Embodiments of the present invention also relate to a shaped body prepared in the form of spheres by various combinations of the method steps described herein.
Embodiments of the present invention also relate to a method for the uptake of at least one substance for the purposes of its storage, separation, controlled release, chemical reaction or as support, comprising providing a shaped body as described herein, and contacting the shaped body with the at least one substance, wherein the shaped body may be spherical.
Embodiments of the method may further comprise preparing the shaped body by mixing a composition comprising a MOF and at least one liquid and heating the mixture at a temperature of 100° C. or less by a method of any one of claims 1 to 10 for the uptake of at least one substance for the purposes of its storage, separation, controlled release, chemical reaction or as support, wherein the at least one substance is a gas or gas mixture. The at least one substance can be natural gas or shale gas
The shaped body can be introduced into a vehicle tank, a gas container, or a storage volume of a gas transporter vehicle, and is brought into contact with the at least one substance for storage in the vehicle tank, gas container, or storage volume of the gas transporter vehicle.

DETAILED DESCRIPTION OF THE INVENTION

Established industrial processes for the production of spherical bodies of porous materials (namely zeolites and molecular sieves) are based on the use of intensive mixers, granulating pans, ballformers or marumerizers and binder additives. It has been found that, surprisingly, typical binders as used for the inorganic zeolites (e.g. kaolin, attapulgite, bentonite, palygorskite, montmorillonite, sepiolite, silicates and mixtures thereof, described, inter alia, in U.S. Pat. No. 2,973,327, EP 0 940 174 and EP 1 468 731) also interact well with the semiorganic MOFs and lead to stable shaped bodies of appropriate hardness. Experts in the field expect that a switch to at least partly organic binders will be necessary, these having similar polarities to MOF frameworks and similar structures to the organic linkers thereof.

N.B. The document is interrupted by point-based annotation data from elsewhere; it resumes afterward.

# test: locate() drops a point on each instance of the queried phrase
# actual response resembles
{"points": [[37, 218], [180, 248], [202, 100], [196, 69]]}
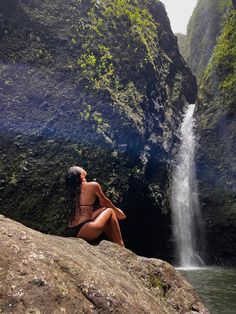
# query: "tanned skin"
{"points": [[104, 218]]}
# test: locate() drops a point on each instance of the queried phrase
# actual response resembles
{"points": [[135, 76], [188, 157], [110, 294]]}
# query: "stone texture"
{"points": [[49, 274]]}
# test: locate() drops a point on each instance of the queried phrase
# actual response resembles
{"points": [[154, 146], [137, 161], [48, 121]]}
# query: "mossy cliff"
{"points": [[216, 129], [95, 83], [204, 28]]}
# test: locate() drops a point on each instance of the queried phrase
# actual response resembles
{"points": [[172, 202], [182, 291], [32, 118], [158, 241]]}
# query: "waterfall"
{"points": [[186, 215]]}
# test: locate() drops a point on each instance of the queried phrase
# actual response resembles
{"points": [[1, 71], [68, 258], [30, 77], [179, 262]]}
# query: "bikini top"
{"points": [[95, 204]]}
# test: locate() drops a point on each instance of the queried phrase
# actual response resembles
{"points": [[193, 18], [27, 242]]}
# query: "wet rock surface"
{"points": [[49, 274]]}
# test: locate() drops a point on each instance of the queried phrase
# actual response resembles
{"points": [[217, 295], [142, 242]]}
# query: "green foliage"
{"points": [[119, 40], [222, 67], [204, 28]]}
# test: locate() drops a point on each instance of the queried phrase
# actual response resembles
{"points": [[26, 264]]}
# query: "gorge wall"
{"points": [[204, 28], [216, 127], [96, 83]]}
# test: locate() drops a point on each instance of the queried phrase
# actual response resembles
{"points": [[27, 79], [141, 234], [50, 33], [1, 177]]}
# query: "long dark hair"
{"points": [[73, 189]]}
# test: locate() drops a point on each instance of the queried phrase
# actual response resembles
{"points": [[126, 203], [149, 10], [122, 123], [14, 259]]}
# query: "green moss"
{"points": [[120, 35], [199, 43], [156, 282]]}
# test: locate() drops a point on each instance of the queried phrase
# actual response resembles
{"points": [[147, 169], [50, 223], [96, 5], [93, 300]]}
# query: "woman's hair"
{"points": [[73, 189]]}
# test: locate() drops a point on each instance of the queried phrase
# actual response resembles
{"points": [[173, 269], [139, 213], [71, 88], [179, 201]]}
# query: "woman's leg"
{"points": [[105, 221]]}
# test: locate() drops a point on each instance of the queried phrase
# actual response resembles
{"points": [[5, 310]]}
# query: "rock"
{"points": [[52, 274], [85, 83]]}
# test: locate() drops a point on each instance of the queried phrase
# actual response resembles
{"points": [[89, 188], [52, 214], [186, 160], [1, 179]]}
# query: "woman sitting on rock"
{"points": [[86, 220]]}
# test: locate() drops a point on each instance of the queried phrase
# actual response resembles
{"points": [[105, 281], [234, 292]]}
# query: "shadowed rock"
{"points": [[49, 274]]}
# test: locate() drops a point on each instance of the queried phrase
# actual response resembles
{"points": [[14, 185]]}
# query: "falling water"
{"points": [[186, 215]]}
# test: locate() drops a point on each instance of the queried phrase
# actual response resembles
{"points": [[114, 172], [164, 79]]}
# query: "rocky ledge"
{"points": [[49, 274]]}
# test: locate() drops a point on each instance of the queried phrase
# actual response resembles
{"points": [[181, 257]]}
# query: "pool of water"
{"points": [[216, 286]]}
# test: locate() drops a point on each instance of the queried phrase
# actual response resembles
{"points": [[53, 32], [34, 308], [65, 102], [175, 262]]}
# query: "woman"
{"points": [[87, 221]]}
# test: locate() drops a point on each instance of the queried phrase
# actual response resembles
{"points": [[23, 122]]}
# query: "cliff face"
{"points": [[216, 154], [99, 84], [49, 274], [203, 30]]}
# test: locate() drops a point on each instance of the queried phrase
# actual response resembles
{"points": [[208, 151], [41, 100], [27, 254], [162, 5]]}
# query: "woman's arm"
{"points": [[104, 201]]}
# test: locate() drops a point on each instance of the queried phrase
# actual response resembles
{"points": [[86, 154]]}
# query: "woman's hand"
{"points": [[120, 214]]}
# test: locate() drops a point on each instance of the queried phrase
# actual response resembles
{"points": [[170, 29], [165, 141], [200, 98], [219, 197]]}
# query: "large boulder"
{"points": [[49, 274]]}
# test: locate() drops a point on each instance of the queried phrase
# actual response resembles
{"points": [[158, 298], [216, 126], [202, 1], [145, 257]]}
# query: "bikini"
{"points": [[73, 231]]}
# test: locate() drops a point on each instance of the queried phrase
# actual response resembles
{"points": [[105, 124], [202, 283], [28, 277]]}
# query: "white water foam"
{"points": [[186, 215]]}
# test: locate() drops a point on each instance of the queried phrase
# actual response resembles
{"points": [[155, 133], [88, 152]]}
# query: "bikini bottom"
{"points": [[73, 231]]}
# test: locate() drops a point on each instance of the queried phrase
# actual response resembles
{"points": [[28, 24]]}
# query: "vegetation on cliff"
{"points": [[203, 30], [95, 83], [217, 135]]}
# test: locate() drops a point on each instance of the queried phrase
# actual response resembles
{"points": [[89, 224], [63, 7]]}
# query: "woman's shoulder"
{"points": [[94, 184]]}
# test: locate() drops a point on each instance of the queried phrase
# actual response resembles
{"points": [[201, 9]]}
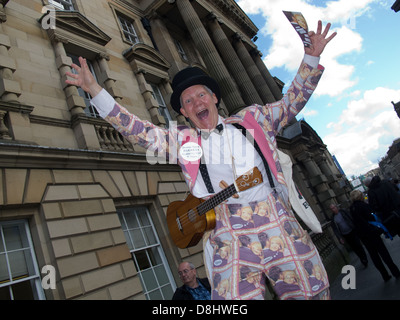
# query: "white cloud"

The hardness of the shaped bodies obtained in accordance with various embodiments of the invention is particularly surprising, since semiorganic MOFs, after the shaping step, cannot be calcined at the high temperatures typically required for zeolites (generally 500 to 600° C., e.g. EP 1 468 731). The high temperatures are required to form a ceramic from the binder used, this bringing about the hardness of the zeolite shaped body (typical crush strength around 40-50 N, e.g. EP 1 467 811). MOFs decompose at these high temperatures due to the proportion of organic units present. Surprisingly, even much lower temperatures (e.g. 200° C.) are sufficient to obtain shaped bodies of appropriate hardness.
Experts in the field avoid using binders to avoid pore blocking as is outlined in WO2012/156436. Additionally surprisingly, the conventional binders used according to embodiments of the present invention do not cause excessive conglutination or blockage of the highly porous MOF structures having up to 20 times the surface area of zeolites. The resulting spherical MOF shaped bodies have high surface areas and consequently exhibit high methane adsorptions. Particularly surprisingly, it is possible to add relatively high amounts of binder (e.g. 20% by weight) without any dramatic reduction in surface area. Normally, the adsorption capacity of the related zeolites is reduced by adding the above-described conventional binders (EP 1 467 811). In the case of MOF materials, the use of commercial cement as a binder actually leads to MOF spheres having application properties similar to those of the MOF powder. Embodiments of the inventive adsorption system thus, completely surprisingly, involve a wide range of standard (as in the case of zeolites) and unusual (e.g. cements) binder materials, and, for very different amounts of binder, very good application properties which can be adjusted precisely to the respective application via the type of binder used.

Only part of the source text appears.